Старлиц взял дочь за сутулые плечики.
- Где миссис Динсмор?
- Кто?..
- Миссис Динсмор, Тамара. Дуэнья «Большой Семерки».
- Ах, она... - Немка рассеянно кивнула. - Ей пришлось остаться в Азербайджане. У нее возникли проблемы с паспортом.
Старлиц принял недобрую весть мрачно, но без удивления.
- Послушай, Немка, эта девочка еле держится на ногах. Можешь ненадолго составить ей компанию? Мне надо вниз, поговорить с мистером Озбеем.
Немка безразлично глянула на Зету.
- Ладно, только пусть не ревет. Терпеть не могу слезы.

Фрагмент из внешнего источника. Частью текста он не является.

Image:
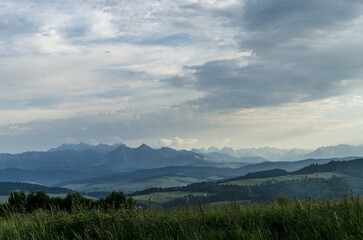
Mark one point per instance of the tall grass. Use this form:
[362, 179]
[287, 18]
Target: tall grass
[294, 220]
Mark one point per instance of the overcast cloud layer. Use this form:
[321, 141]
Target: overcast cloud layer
[181, 73]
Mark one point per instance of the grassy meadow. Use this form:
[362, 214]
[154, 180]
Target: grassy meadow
[281, 220]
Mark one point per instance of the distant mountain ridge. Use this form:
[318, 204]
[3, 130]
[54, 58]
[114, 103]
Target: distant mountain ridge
[101, 148]
[276, 154]
[268, 153]
[118, 157]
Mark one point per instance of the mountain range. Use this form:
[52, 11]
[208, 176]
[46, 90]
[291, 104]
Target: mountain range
[85, 167]
[276, 154]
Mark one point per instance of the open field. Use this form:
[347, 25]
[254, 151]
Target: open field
[162, 197]
[296, 220]
[256, 181]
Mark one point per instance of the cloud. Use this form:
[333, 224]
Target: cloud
[300, 51]
[179, 143]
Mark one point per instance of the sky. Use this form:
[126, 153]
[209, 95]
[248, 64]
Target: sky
[181, 73]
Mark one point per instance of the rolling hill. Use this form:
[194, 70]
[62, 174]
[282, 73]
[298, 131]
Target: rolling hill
[318, 181]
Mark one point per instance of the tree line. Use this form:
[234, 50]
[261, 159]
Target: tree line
[21, 202]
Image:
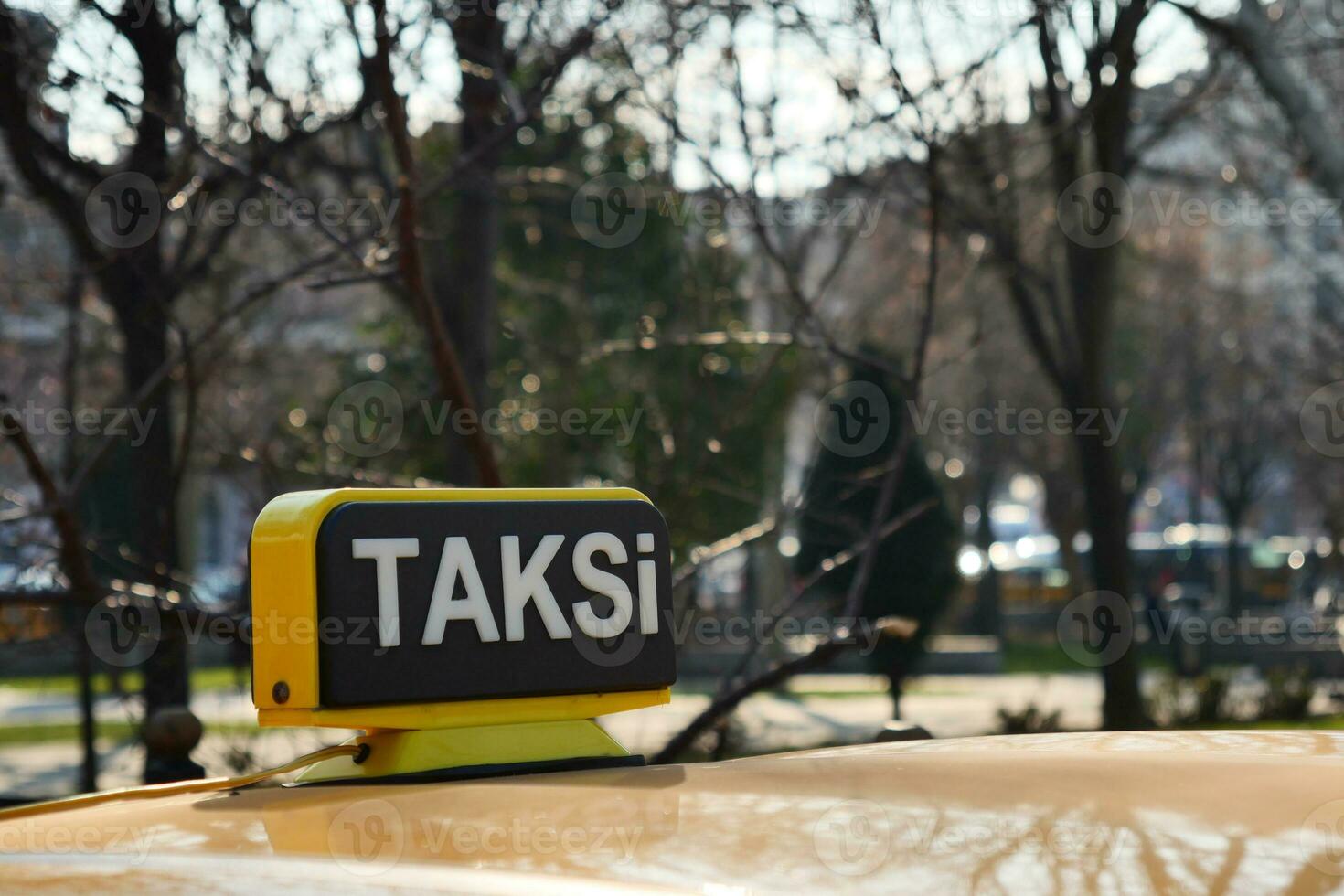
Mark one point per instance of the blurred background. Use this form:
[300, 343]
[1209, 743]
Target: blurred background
[983, 355]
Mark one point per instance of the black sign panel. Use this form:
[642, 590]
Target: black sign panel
[434, 601]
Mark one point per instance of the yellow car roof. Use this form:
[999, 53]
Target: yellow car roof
[1191, 812]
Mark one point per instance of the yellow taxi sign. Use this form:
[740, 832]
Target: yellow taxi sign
[417, 609]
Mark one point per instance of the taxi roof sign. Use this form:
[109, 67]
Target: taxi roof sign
[421, 609]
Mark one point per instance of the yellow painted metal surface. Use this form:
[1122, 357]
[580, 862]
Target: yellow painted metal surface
[285, 624]
[405, 752]
[1167, 812]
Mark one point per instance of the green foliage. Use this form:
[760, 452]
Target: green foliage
[914, 571]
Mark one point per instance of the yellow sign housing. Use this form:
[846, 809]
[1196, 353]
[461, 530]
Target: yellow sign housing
[286, 629]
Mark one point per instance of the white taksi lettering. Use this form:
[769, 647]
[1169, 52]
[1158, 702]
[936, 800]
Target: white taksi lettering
[457, 561]
[529, 584]
[601, 581]
[523, 583]
[386, 552]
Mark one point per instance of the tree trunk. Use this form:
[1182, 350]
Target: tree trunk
[1234, 563]
[131, 288]
[464, 272]
[987, 618]
[1108, 518]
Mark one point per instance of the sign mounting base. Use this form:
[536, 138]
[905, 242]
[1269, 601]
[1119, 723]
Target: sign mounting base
[394, 753]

- Вы - Немка? - дерзко спросила Зета.
- Ja. Ich bin. Пока что.
- Вы в группе с самого начала! У меня есть ваша пластмассовая фигурка, ваши туфли на платформе и ваш леденец. Кажется, я даже знаю ваше настоящее имя...
Немка оживилась и похлопала ладонью по дивану.

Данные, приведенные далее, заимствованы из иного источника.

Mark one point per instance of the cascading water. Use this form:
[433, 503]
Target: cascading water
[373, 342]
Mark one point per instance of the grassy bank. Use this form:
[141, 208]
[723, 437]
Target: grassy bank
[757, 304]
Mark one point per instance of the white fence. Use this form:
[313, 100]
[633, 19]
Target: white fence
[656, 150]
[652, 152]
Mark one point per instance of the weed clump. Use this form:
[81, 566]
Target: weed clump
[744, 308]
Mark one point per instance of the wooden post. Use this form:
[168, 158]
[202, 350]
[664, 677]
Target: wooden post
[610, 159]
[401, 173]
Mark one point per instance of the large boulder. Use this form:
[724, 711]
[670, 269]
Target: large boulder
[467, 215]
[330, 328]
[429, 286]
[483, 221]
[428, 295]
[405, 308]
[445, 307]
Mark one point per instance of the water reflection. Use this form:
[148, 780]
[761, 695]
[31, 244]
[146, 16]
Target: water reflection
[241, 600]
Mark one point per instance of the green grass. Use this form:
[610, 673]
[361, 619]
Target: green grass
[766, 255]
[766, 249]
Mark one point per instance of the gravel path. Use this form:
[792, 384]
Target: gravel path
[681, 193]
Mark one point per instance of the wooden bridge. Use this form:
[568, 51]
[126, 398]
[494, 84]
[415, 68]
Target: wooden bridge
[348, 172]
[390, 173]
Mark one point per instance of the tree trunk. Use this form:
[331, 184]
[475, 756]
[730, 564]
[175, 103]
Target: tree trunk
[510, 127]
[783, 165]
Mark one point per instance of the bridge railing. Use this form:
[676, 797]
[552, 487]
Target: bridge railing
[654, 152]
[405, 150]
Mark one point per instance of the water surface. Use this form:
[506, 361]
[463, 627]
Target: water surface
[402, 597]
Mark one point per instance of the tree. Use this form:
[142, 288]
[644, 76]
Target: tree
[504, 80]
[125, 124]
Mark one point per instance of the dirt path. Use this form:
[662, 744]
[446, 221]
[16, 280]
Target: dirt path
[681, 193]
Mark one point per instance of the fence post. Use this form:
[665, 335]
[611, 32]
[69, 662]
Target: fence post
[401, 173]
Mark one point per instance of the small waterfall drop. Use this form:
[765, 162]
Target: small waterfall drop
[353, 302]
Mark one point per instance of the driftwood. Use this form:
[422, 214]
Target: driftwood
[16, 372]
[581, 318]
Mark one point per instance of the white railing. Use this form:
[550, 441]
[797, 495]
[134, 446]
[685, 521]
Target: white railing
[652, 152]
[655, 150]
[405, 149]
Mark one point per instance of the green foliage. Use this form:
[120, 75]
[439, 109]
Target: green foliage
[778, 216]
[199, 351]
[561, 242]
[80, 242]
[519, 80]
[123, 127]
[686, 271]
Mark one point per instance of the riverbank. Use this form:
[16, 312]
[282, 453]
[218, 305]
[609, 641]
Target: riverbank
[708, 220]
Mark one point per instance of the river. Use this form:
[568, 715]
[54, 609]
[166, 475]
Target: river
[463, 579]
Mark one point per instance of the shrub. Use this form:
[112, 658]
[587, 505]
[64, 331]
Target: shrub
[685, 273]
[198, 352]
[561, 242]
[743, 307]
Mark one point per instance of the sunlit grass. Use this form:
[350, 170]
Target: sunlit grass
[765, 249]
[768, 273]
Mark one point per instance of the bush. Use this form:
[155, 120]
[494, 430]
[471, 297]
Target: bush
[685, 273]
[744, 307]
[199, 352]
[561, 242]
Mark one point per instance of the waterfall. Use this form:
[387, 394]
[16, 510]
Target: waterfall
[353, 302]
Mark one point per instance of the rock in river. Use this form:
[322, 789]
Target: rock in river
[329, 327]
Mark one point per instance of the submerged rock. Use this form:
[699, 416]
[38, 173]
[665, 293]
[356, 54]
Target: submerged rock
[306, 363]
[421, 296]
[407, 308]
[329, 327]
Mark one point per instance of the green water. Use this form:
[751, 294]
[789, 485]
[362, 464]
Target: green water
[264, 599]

- Садись! Хочешь вкусного салату с телятиной?
Старлиц ушел. Он уже научился избавляться от цепкой власти этого дворца над его душой: надо было просто решительно шагать, прикрыв глаза. Иначе прелесть интерьеров становилась слишком пленительной, хотелось даже остаться среди них на несколько неспешных оттоманских веков.
Голос Озбея, говорившего по телефону, заставил Старлица поторопиться. Он постучал в дверь и услышал приглашение войти по-турецки.
Увидев его, Озбей сразу повесил трубку, словно опасался выдать государственную тайну.
- Рад тебя видеть, Мехметкик.
- Что за вид? - удивился Озбей, оглядев его с головы до ног.
Новый кабинет Озбея поражал воображение. Стены были увешаны оттоманскими указами, выполненными искусными каллиграфами-левшами, сиденья блестели бронзой ручной работы, целый угол был занят богатой коллекцией кривых янычарских ятаганов.
Озбей прикоснулся к лацкану своего щегольского синего пиджака, примерно там, где у человека положено быть сердцу.
- Клянусь, я скучал по тебе!
- Очень мило с твоей стороны. Ценю твои теплые чувства.
- Я думал, ты уже не вернешься.
- У меня не оставалось выбора. Так складывалось повествование.
- Впрочем, я не удивляюсь. Я так и думал, что эта проблема возвратит нам тебя. Проблема трупа.
- Двух трупов.
- Я только что говорил по телефону, и...
- Только не это! Которая на этот раз?
- Она жива, Легги. Говорят, она выйдет из комы и сможет ходить. Не танцевать, но ходить.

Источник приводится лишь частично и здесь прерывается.